Use mnemonic strategies such as acronyms, which consists of forming a word with the first letter or syllable of a list, or acrostics, which consist of creating a sentence for remembering a list of names. Although it may seem silly, rhymes can also be an effective way of remembering an appointment or task.
- Positive thinking
If you are keep telling yourself that you are bound to forget something, your brain won’t make the effort to recall the fact.
- Exercise your brain
Doing crossword puzzles or Sudoku can help you to keep your powers of concentration and exercise your brain by using the word and the mathematical areas. “Brain training” video-type games that you will find online and on different platforms are also useful. They are also fun and encourage you to compete with yourself as you overcome challenges and do better and better.
- Use all your senses
Scents can bring back memories, sometimes of things that happened long ago, in the past. If you write a note on a piece of paper and then read it aloud, you are using your sense of sight and your sense of hearing and you are more likely to remember it.
- Be organised
Sometimes we forget things because our lives are a bit disorganised. Plan your day, prioritise tasks and tick them off as you complete them. It is a good idea to write down what you need to do and make lists of the most important.

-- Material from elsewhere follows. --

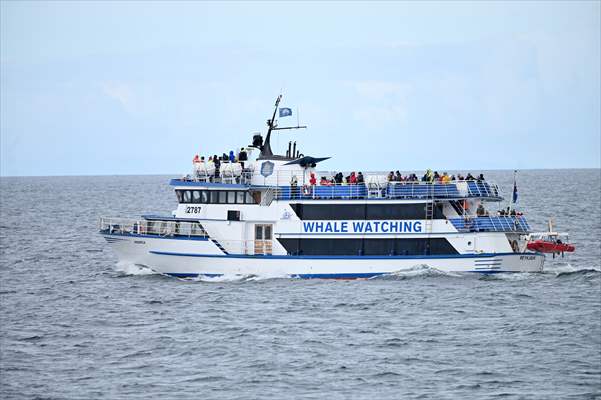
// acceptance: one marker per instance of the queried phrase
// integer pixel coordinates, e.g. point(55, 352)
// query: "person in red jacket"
point(353, 179)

- Eat a healthy, balanced diet
Food is as important to your brain as mental exercise. Make sure that your diet includes foods rich in phosphorus (egg, blue fish, milk, cocoa…), magnesium (sunflower seeds, dried fruits, whole grains…) and potassium (bananas, oranges, chard and potatoes). Increase your intake of foods rich in antioxidants to protect cells from premature ageing, particularly fresh fruits and vegetables.
- Get enough rest!
Getting enough sleep is essential to recharge your batteries and boost your memory. Keep to your schedules, stay cool, turn off the light, avoid noise, have dinner early and eat foods rich in tryptophan to help you to get to sleep.
- Take regular exercise
Sport improves self-esteem and self-confidence. It encourages oxygenation and circulation and helps your ability to pay attention and concentrate, favouring coordination and memory.
Laugh at life. Laughing stimulates areas of the brain responsible for memory and alertness and also produces very pleasant sensations that the body will tend to repeat. Don't forget it!